Mereka kebanyakan berpikir Harris akan melakukan pekerjaan yang lebih baik, dengan keyakinan yang paling umum di setiap negara adalah bahwa wakil presiden saat ini akan membuat kepala negara yang “hebat” atau “baik”. Sekitar 37% orang Italia memegang pandangan tersebut, naik menjadi 45% di Spanyol, 57% di Jerman, dan tertinggi 64% di Denmark.
Harapan sangat buruk untuk Trump. Di setiap negara, pandangan paling umum – mulai dari 48% di Italia, melalui 59% di Prancis dan 69% di Inggris hingga 77% di Denmark – adalah bahwa kandidat Republikan itu akan menjadi presiden yang “buruk” atau “mengerikan”.

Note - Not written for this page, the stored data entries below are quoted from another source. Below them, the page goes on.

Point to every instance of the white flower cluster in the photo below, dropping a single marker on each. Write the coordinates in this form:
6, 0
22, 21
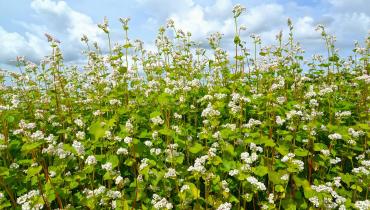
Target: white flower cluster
238, 10
161, 203
143, 163
335, 161
280, 83
80, 135
365, 78
171, 173
256, 183
122, 151
157, 120
79, 122
298, 163
279, 120
354, 133
343, 114
225, 186
363, 169
199, 164
225, 206
127, 140
129, 126
90, 160
329, 203
335, 136
288, 157
118, 180
251, 123
315, 201
234, 172
80, 149
107, 166
26, 200
363, 205
210, 112
236, 102
95, 192
184, 187
115, 102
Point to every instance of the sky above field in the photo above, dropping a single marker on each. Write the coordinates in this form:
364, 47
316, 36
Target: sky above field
24, 22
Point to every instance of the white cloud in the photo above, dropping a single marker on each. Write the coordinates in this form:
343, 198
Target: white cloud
161, 9
14, 44
67, 21
305, 28
350, 5
264, 17
56, 18
195, 22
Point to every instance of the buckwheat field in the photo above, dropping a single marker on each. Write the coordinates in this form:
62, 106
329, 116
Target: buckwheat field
188, 126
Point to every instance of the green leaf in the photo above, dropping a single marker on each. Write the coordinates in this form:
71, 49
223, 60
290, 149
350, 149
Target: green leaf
32, 171
260, 170
301, 152
196, 148
97, 130
28, 147
319, 147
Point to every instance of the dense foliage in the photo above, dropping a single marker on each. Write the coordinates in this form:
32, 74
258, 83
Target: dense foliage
186, 127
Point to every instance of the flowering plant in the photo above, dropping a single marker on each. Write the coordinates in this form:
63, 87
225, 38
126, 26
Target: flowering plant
187, 128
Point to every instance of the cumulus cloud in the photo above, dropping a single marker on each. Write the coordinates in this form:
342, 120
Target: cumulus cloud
57, 18
14, 44
63, 19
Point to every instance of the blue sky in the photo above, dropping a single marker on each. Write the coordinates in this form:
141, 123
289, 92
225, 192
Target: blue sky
24, 22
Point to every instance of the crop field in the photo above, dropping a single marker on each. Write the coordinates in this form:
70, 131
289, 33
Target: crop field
187, 127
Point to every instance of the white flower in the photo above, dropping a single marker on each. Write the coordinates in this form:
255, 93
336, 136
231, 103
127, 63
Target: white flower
160, 203
148, 143
238, 10
122, 151
118, 180
271, 198
363, 205
256, 183
79, 123
90, 160
335, 136
52, 174
157, 120
127, 140
171, 173
80, 135
107, 166
225, 206
78, 147
299, 164
285, 177
335, 161
288, 157
234, 172
184, 187
210, 112
315, 201
279, 121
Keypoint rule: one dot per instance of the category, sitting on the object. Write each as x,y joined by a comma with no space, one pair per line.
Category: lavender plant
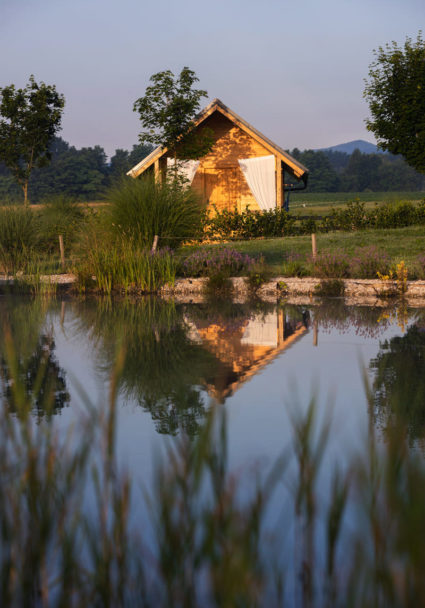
224,261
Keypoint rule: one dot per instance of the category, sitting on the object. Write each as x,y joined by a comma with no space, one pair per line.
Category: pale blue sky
294,70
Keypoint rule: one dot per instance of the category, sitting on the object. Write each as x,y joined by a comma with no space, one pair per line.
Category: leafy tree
167,112
30,119
395,93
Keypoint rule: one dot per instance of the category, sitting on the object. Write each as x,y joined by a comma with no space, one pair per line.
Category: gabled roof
292,165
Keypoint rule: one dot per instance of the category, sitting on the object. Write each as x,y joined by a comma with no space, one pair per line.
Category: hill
348,148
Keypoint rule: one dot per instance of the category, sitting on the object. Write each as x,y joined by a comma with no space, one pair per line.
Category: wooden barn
244,168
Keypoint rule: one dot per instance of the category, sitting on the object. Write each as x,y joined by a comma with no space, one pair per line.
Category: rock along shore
366,290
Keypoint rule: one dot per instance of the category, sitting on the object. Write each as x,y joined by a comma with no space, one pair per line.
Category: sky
294,70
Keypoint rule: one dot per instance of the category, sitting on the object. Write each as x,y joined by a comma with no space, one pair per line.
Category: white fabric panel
186,168
260,175
261,331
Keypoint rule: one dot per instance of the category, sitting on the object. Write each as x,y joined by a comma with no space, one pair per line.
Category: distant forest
85,174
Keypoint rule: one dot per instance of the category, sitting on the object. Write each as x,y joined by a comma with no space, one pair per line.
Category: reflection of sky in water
258,364
257,405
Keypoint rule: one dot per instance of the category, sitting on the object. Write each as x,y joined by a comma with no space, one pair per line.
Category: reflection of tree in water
33,351
42,378
367,321
163,368
399,384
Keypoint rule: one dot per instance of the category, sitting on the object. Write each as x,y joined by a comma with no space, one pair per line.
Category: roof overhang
291,164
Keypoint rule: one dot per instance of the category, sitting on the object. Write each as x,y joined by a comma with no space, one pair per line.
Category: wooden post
279,180
157,171
62,312
313,246
62,250
155,243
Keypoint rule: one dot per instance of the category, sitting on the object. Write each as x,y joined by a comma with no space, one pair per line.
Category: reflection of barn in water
245,347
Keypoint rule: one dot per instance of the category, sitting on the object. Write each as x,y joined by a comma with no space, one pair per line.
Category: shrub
18,237
331,288
420,265
218,284
208,262
368,261
331,265
141,209
258,274
294,266
249,224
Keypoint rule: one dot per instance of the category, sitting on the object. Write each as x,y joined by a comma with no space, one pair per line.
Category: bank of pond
164,454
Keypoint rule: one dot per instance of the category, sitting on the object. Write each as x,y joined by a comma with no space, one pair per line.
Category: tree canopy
167,112
395,92
29,120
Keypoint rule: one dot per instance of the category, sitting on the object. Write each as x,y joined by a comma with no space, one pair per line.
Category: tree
167,112
396,96
30,119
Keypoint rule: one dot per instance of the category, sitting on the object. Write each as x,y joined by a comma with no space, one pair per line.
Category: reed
211,545
123,266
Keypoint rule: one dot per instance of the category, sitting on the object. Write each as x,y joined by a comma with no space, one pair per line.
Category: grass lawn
399,243
322,203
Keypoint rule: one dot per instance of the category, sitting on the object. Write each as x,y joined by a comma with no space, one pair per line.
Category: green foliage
249,224
218,284
396,100
124,267
258,274
30,119
208,262
19,236
60,215
167,112
141,209
334,265
330,288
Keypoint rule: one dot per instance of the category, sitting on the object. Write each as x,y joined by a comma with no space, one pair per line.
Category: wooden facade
219,179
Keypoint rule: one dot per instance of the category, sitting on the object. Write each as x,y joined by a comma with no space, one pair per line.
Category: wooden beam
279,185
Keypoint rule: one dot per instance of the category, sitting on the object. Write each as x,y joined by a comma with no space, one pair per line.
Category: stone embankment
367,291
279,286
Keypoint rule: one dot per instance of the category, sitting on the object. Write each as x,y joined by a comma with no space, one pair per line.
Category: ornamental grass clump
19,234
124,267
420,266
142,208
367,262
225,261
333,265
60,216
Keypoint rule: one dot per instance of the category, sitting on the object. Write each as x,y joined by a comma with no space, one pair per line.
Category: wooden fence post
62,250
155,243
313,246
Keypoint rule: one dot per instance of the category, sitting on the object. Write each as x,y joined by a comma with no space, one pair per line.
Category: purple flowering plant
368,261
224,261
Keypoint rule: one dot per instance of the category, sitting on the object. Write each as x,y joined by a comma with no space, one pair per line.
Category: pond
259,364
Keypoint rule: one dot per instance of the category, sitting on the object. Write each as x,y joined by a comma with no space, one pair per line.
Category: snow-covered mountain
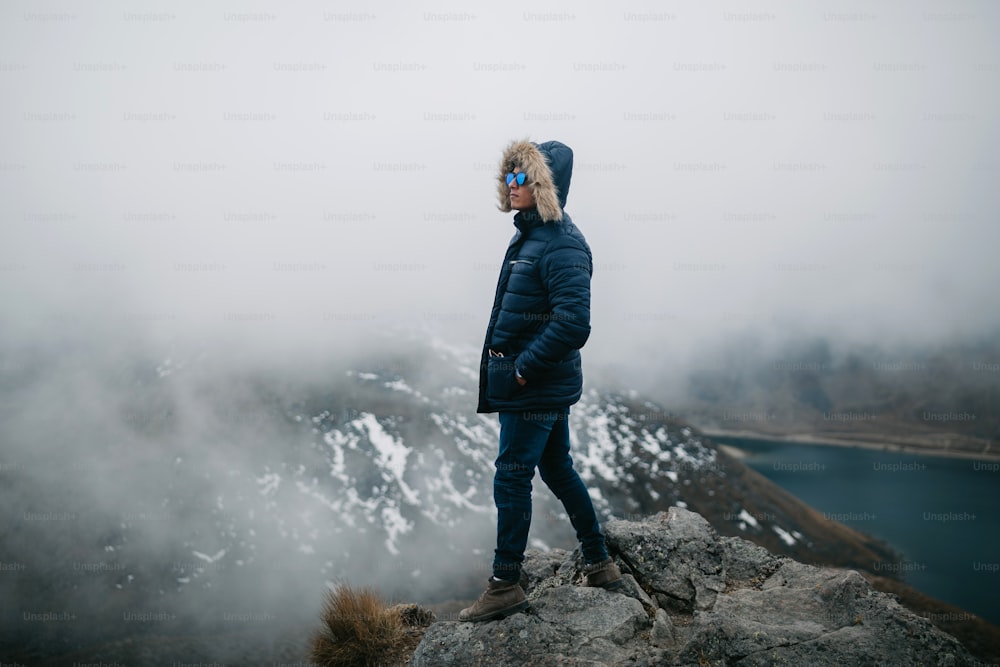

Jika Trump dikalahkan di tempat pemungutan suara minggu depan, orang Eropa Barat mengharapkan kekerasan. Sebanyak 73% di Denmark berpikir bahwa akan “pasti” atau “mungkin” terjadi kekerasan jika Harris menang, dengan antara 62% dan 67% yang memiliki penilaian yang sama di sebagian besar negara-negara lain yang disurvei.
Italia sekali lagi menjadi pengecualian, dengan jajak pendapat, yang dilakukan selama periode 10 hari pada pertengahan Oktober, menunjukkan hanya 47% yang menganggap kekerasan mungkin terjadi. Namun, di sana juga, persentasenya lebih besar dari 32% yang menganggap kekerasan tidak mungkin.